Minnick: Il y a un énorme potentiel dans le monde pour restaurer des zones déjà converties en terres agricoles ou pâturages. Dans ces zones, nous pouvons ajouter le type d'arbres qui à la fois vont aider à absorber plus de carbone mais aussi rendre ces paysages plus résistants aux changements climatiques pour les personnes qui y vivent. Restaurer les arbres dans les forêts naturelles ou les systèmes agroforestiers joue un rôle clé dans la lutte contre le changement climatique.

Expliquez-nous votre façon de faire.

Alexandre: Nous privilégions les zones dégradées en proximité immédiate de forêts florissantes. Une forêt saine permettra toujours la dispersion de graines naturelles, grâce aux oiseaux et aux pollinisateurs qui l'habitent. On peut protéger les zones au développement autonome lent, et éviter plus de coûts liés à la plantation graine par graine.

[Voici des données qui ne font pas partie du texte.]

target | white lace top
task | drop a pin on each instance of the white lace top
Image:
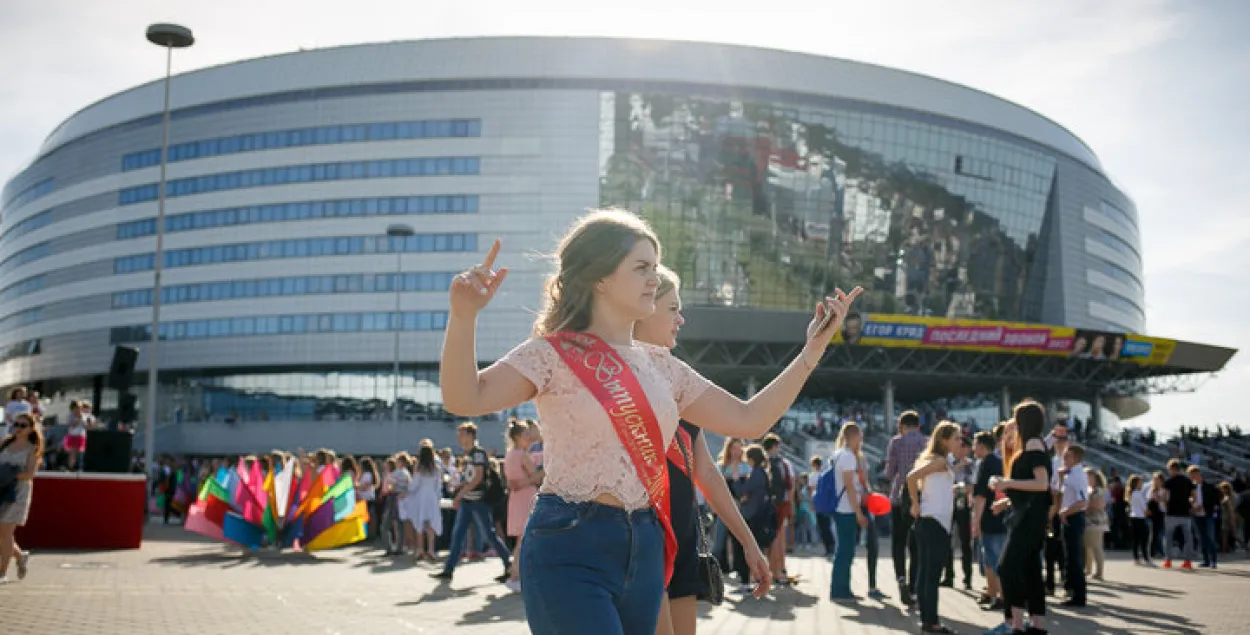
(581, 455)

Minnick: Commencer par se demander : À quels défis font face les communautés locales et que veulent-elles voir ? Comprendre cela, que ça soit rétablir un habitat de vie sauvage, isoler le carbone, améliorer la sécurité alimentaire ou diversifier les sources de revenu, déterminera la façon de procéder.

Par exemple dans le comté de Makueni, au Kenya, à proximité de Nairobi, les fermiers font pousser des mangues et des agrumes pour augmenter leurs revenus. Makueni fait partie de la zone sèche du Kenya. Des sécheresses y ont souvent lieu. Elles détruisent des plantations importantes comme le maïs. Les arbres résistent mieux aux sécheresses et continuent à bien pousser et à produire des fruits que les fermiers peuvent vendre au marché. Une récente usine de traitement de mangues a permis aux fermiers de vendre le fruit sous forme de pulpe aux marchés de l'Union Européenne à un prix plus intéressant. Tous les fermiers ont été encouragés à planter des manguiers. Même pendant les périodes de sécheresse, une couronne de vert continue est visible dans le paysage.

Les avantages économiques peuvent jouer un rôle très important dans le changement des comportements. Si vous trouvez suffisamment d'acheteurs de denrées prêts à payer un bon prix pour les récoltes ou produits issus de paysages restaurés, cela envoie un signal assez clair aux fermiers et aux propriétaires terriens. La seule façon de ralentir le changement climatique est de rassembler toutes les personnes capables et prêtes à nous aider.